First, she plans to validate these findings in another cohort, such as TCGA-AML, to make sure these gene associations are consistent. Second, she wants to use a tool called the NCATS Translator, which can map biological pathways and show relationships between genes. That could help her understand why these age-related genes matter biologically.

Mika’s Analyses

Meanwhile, Mika conducted a correlation analysis of age on MDS mutation frequency with clinical and mutational data from cBioPortal to identify age-specific trends and similarities to AML. Patients were grouped into younger (<50 years) and older (75+ years) cohorts, cutoffs based on references to literature. Mutation frequencies were visualized in heatmaps, which revealed clear age-associated trends: older patients showed a higher prevalence of spliceosome and epigenetic regulator mutations, while younger patients exhibited greater diversity in mutation profiles. Both MDS and AML showed enrichment in mutations such as TET2, ASXL1, RUNX1, TP53, DNMT3A, and SRSF2.

To evaluate the statistical significance of age-associated patterns, Mika applied Fisher’s Exact Test to recurrently mutated genes, which confirmed the trends observed in the heatmaps. She then developed survival prediction models to assess the prognostic value of these findings,  using overall survival time and event Status from the cBioPortal datasets. The Cox proportional hazards model was applied to estimate the effect of age and mutations under the proportional hazards assumption, while random survival forests were applied to capture nonlinearities and complex relationships that the Cox model could not address. Two models were constructed: one predicting survival based on a patient’s age and full mutational profile, and another restricted to the subset mutations identified as significant by Fisher’s test. The former model achieved a concordance index (C-index) of 0.7, indicating moderate predictive power and demonstrating that age and mutational profiles carry meaningful survival information.

Isha’s Analyses

Isha’s work focuses on drug sensitivity, reconstructing numerical data from a drug sensitivity study in MDS and AML cases by extracting values from published heatmaps. A Sankey diagram was used to visualize patient-specific drug responses and identify the most effective therapies, while a drug class response analysis showed that HMA–Venetoclax combinations produced the strongest and most consistent effects. Next steps will integrate patient mutational profiles with drug treatment data to link mutation status to ex vivo drug sensitivity scores, with the goal of identifying predictive biomarkers of therapeutic response.

Integration and Dashboard
On the implementation side, their teammate Anirudh compiled these analyses into a comprehensive MDS dashboard using Django, a Python web development framework.
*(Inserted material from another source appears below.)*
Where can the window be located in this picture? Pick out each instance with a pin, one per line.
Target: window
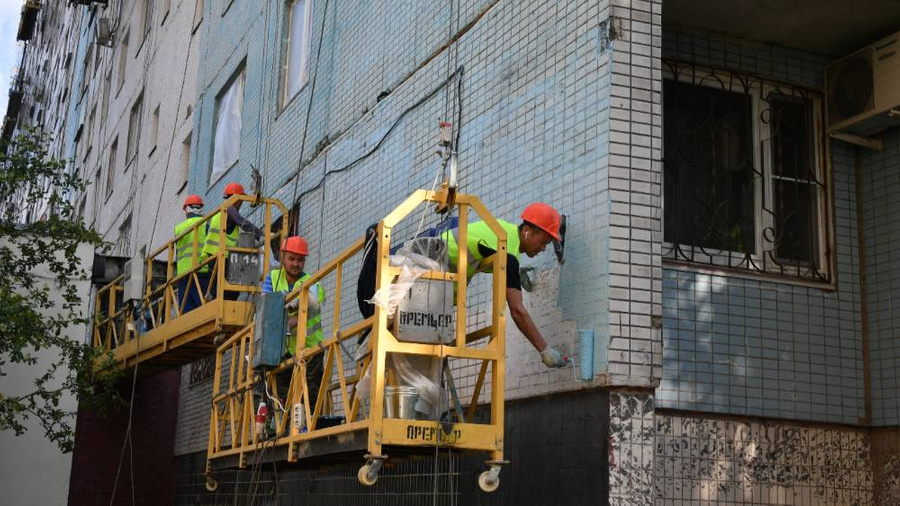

The dashboard integrates mutation, gene expression, and survival data into an interactive platform, enabling exploration of results by age group, disease stage, or mutation set for both the public and researchers. This allows researchers to easily find relevant data and any needed information about the data sources. It also supports the addition of new datasets, making the resource expandable and encouraging future contributions from the research community. Furthermore, the dashboard incorporates tools from the Translator Component Toolkit (TCT) which was developed by Dr. Qin. It utilizes the Connection Finder which finds relationships between a disease and one or more biological entities, and the Path Finder which finds a pathway between two biological entities. Future additions to the dashboard could integrate machine learning models that could potentially aid in analyzing the datasets in the dashboard and providing valuable insights into MDS and AML progression and drug response.